Petrok Maly, also known as Petrok Maly Fryazin (Russian: Петрок Малый Фрязин, lit. Peter Junior) (? - c. 1539), was an Italian architect, who arrived in Moscow together with the envoys of Pope Clement VII in 1528.

It is known that Petrok Maly adopted Russian Orthodoxy, got married, and received an estate from the grand prince. He was not commissioned with any important architectural assignments until 1533, except for the construction of the Ascension Church in Kolomenskoye (the true architect's identity is still contested), one of the earliest Russian churches showing tented roof design. In 1533, Petrok Maly was commissioned to build the so-called Kitai-gorod wall, the construction of which would be finished in 1538. The 2.6-km wall originally featured 14 towers and six gates. It was as thick as it was high, the average being six meters in both dimensions. Petrok Maly was also ordered to build a number of secret chambers under the towers and the wall itself.
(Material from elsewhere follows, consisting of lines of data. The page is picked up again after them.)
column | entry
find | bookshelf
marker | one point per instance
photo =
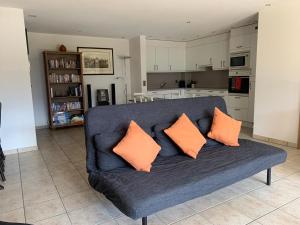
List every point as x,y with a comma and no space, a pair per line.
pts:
64,82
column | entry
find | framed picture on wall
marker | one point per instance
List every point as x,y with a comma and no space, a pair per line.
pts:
97,61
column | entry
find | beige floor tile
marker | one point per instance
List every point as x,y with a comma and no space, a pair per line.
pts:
56,220
175,213
247,185
151,220
279,218
80,200
194,220
39,193
11,198
278,194
28,174
292,208
91,215
11,179
250,206
112,210
70,185
62,170
44,210
16,216
224,215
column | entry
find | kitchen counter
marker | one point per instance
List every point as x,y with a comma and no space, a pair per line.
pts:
170,89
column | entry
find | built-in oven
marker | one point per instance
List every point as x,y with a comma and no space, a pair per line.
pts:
238,85
240,60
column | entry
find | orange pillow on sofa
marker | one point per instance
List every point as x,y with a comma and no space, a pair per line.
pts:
186,135
137,148
225,129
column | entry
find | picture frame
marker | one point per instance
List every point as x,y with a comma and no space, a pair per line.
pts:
97,61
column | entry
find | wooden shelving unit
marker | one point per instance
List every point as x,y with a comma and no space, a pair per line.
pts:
64,81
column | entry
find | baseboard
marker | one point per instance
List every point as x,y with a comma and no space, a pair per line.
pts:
41,127
28,149
274,141
20,150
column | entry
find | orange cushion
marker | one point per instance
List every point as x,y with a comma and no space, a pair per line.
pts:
225,129
137,148
186,135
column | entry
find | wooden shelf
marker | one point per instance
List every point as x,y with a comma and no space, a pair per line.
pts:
64,69
64,89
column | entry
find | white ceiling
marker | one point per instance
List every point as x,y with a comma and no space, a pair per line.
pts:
157,19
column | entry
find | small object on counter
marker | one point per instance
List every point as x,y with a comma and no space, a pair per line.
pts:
62,48
181,84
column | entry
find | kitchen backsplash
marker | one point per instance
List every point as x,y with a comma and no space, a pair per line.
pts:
204,79
155,80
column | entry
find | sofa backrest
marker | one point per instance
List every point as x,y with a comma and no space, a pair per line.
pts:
113,118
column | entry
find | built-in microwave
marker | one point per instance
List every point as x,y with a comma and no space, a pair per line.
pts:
240,60
239,85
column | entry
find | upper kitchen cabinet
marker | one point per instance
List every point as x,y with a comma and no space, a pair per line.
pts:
210,51
151,63
241,38
162,59
220,57
165,56
177,59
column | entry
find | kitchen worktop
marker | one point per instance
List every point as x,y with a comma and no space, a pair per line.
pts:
169,89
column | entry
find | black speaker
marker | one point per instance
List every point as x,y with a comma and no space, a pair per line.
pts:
113,94
89,92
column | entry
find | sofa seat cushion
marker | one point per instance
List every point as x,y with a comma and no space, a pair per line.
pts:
176,179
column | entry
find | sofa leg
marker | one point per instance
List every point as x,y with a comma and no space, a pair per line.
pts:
269,176
144,221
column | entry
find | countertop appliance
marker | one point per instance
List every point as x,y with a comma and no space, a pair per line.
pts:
240,61
238,85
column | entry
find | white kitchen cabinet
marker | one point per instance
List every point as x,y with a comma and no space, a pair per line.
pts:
162,59
177,59
151,64
165,59
238,101
253,53
238,113
240,43
251,100
220,55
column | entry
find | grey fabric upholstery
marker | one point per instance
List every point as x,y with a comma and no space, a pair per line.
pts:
175,179
168,147
106,159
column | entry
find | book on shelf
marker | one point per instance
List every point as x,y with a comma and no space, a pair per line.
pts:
64,78
62,63
65,106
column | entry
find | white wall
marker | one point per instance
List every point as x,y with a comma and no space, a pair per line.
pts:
38,42
277,96
137,48
17,128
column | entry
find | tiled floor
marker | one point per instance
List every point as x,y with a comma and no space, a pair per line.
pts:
50,187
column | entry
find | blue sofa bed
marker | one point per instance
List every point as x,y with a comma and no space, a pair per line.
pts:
174,178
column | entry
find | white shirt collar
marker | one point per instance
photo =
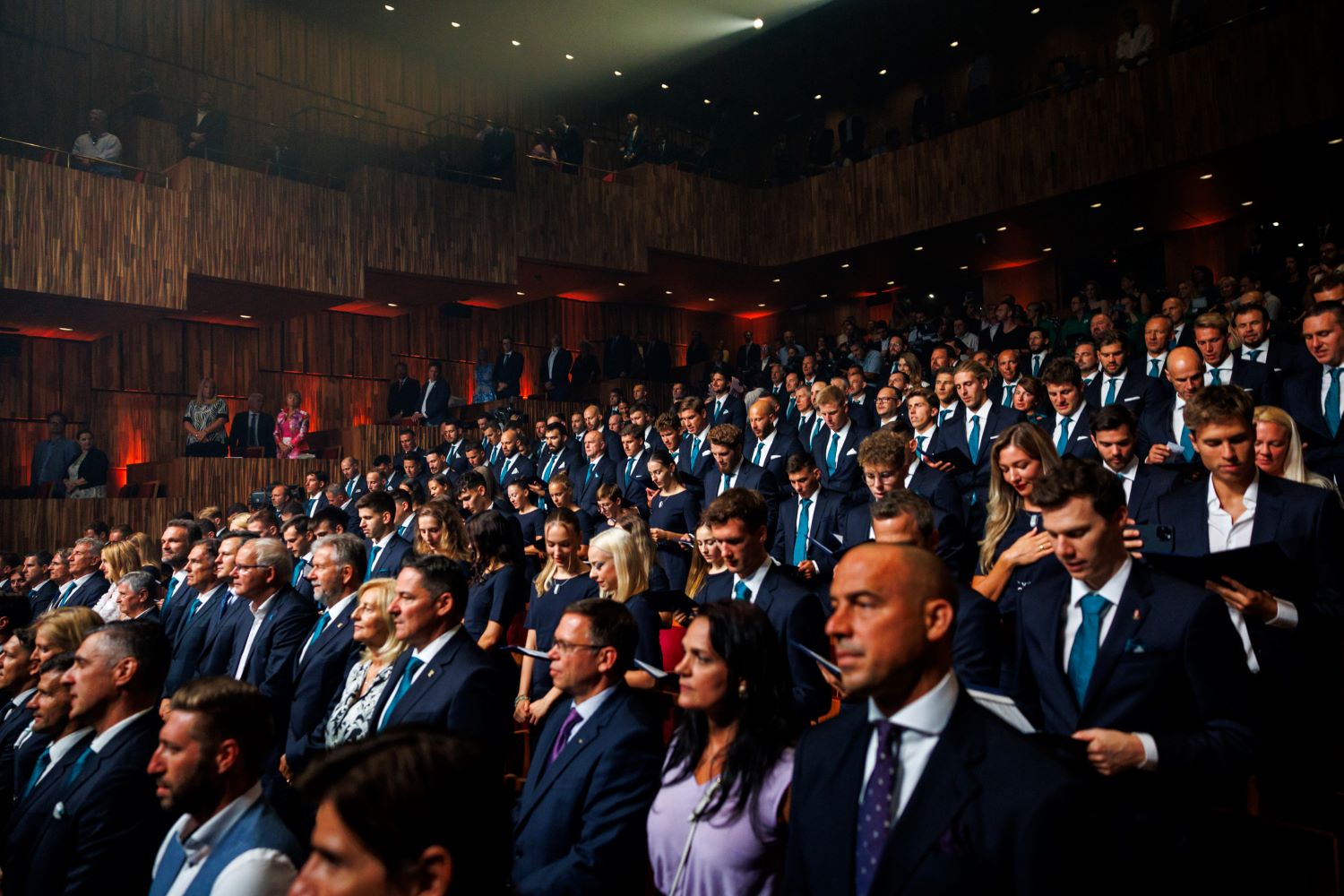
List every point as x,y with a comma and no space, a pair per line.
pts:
105,737
1113,590
926,715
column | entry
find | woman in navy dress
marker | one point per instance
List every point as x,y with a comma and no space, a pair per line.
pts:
672,516
497,591
621,573
564,579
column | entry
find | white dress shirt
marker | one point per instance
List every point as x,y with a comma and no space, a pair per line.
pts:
921,724
254,872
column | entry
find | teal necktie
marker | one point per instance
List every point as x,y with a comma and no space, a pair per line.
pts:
800,540
402,686
1332,402
1082,657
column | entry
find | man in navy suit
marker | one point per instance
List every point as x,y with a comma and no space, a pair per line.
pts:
972,430
508,370
738,521
1288,634
86,584
806,530
918,790
376,517
1314,395
1120,383
597,470
1069,425
766,444
105,823
328,651
1116,441
1225,368
723,406
580,823
443,680
1163,425
835,447
556,371
432,402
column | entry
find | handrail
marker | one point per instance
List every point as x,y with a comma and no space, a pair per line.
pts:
153,179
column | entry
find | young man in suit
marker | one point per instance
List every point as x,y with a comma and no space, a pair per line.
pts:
876,790
376,517
1118,382
738,521
1314,395
972,430
1067,426
1115,437
253,429
508,370
766,445
105,823
835,447
1163,425
443,680
328,651
214,742
578,826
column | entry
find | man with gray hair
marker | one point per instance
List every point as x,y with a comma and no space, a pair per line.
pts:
330,650
96,145
137,597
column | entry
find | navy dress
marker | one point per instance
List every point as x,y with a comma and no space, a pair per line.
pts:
496,598
543,614
676,513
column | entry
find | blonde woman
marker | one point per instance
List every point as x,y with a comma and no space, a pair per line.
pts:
118,559
562,581
352,715
61,630
1013,538
1279,449
623,575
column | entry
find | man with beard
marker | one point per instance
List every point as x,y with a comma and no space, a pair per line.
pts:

Remaining part of the Kitai-gorod wall in Zaryadye, Moscow

In 1539, Ivan the Terrible[citation needed] sent Petrok Maly to Sebezh, where he would build a wall around the kremlin in three weeks. On his way back to Moscow through Pskov, Petrok Maly visited Pskovo-Pechorsky Monastery, from which he would suddenly flee to Livonia with his translator Grigori Mistrobanov. It is possible that Petrok Maly was afraid of being executed for knowing the exact location of the secret chambers under the Kitai-gorod wall[citation needed], which he had probably interconnected with those in the Moscow Kremlin itself. The "papal architect" was soon caught and taken to Dorpat (Tartu), the bishop of which wanted to extradite him to the grand duke of Muscovy. Petrok Maly's later fate is unknown, but his name was never mentioned in any of the Russian chronicles after 1539.